With inflation and rising food costs continuing to be an issue in the Lower Mainland, Surrey schools are facing budgeting pressures for meal programs that help feed an increasing number of students from low-income backgrounds.
The district’s meal programs provide breakfast and lunch to students who need them. Typically, these consist of nutritious, well-balanced food options and beverages, offered to both elementary and secondary students.
On Aug. 29, those programs got a significant boost, with the announcement that Surrey schools will receive nearly $8 million in funding from the province to help cover costs.
B.C. government’s one-time funding announcement could not have come at a better time, said Ritinder Matthew, associate director of communication services for Surrey Schools, noting the school district is dealing with “significant budget pressures due to inflation, including the rising cost of food.”
“Research has proven that children need enough good food to learn,” Julie Stephenson, manager of Food and Nutrition Services with the district noted in a Surrey Schools release last spring.
“It’s really important to their learning to let them concentrate and move ahead in their schoolwork rather than focusing on feeling crabby or hungry.”
Of the $60 million provided in a one-time funding to school districts across B.C., Surrey, the largest district in the province, is receiving the biggest share — $7.385 million.
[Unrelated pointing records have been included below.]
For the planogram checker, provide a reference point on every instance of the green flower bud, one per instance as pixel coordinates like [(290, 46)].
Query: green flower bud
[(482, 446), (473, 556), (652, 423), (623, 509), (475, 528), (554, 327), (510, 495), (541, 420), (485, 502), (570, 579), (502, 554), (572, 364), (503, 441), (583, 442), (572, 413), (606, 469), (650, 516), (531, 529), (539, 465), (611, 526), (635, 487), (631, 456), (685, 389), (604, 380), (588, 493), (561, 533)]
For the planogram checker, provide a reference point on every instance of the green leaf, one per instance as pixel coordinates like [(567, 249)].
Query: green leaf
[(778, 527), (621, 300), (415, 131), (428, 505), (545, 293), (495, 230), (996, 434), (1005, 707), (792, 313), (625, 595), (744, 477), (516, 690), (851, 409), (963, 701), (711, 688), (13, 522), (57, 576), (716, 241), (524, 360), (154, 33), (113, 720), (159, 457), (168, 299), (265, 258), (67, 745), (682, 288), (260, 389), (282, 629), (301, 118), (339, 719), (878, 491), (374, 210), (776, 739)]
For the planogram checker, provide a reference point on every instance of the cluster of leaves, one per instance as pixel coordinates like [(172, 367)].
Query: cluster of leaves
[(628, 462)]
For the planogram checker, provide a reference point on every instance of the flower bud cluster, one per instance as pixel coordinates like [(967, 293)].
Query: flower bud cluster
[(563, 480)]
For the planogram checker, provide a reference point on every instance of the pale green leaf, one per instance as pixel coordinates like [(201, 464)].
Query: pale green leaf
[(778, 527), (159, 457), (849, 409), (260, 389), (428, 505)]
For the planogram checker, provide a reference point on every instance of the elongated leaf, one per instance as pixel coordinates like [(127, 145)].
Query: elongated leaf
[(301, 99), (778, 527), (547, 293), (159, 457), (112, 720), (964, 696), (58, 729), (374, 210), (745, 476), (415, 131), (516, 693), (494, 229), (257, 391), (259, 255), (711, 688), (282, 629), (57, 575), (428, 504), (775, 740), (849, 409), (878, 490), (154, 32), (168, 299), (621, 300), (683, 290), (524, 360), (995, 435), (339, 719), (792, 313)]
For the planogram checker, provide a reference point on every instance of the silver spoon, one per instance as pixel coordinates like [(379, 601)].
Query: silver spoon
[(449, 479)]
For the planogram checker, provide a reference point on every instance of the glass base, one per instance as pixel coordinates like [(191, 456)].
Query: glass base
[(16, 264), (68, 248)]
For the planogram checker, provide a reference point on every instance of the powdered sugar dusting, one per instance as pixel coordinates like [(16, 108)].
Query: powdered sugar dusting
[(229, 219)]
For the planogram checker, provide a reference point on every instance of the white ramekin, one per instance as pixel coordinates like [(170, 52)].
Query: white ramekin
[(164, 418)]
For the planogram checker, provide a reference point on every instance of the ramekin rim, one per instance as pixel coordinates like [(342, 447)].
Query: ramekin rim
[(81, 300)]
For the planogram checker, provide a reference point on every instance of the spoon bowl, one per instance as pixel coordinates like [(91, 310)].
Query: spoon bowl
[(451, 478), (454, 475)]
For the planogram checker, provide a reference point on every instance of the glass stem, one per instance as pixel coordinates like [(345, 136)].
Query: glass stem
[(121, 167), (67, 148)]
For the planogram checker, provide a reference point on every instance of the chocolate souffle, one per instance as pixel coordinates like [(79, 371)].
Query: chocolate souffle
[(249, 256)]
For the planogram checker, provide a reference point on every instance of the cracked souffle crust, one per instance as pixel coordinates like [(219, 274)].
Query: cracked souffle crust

“Our board is very pleased with this announcement. We have continued to advocate for our most vulnerable students and their families,” Laurie Larsen, chair of the Surrey Board of Education notes.
“This funding will support our breakfast and lunch program as well as support families facing financial barriers for school supplies and school and extracurricular activities. Our goal is to ensure that every student is supported and able to fully participate in school.”
More than 2,000 Surrey students currently rely on the breakfast and lunch programs. The new funding will allow the district to continue to provide meals for children and youth who are already part of the program, while also providing for any incoming students, with the start of the new school year.
Because of strict budgeting due to inflation, the school district relies heavily on donors and the Ministry of Education to help fulfill the need.
Many donors also increased their donations to the district during the last school year, so that rising food costs did not affect students’ access to the meal programs.
In addition — according to the Surrey Schools website — parents pay $1 a month, or as much as they can, to help fund the meal programs offered to their children.
Last school year, the district served breakfast at 60 schools, and lunch at 34, through the meal programs. This year, 69 schools will provide breakfast and 32 will provide lunch, but the district is looking to “increase capacity” soon with the support of donors, Matthew said.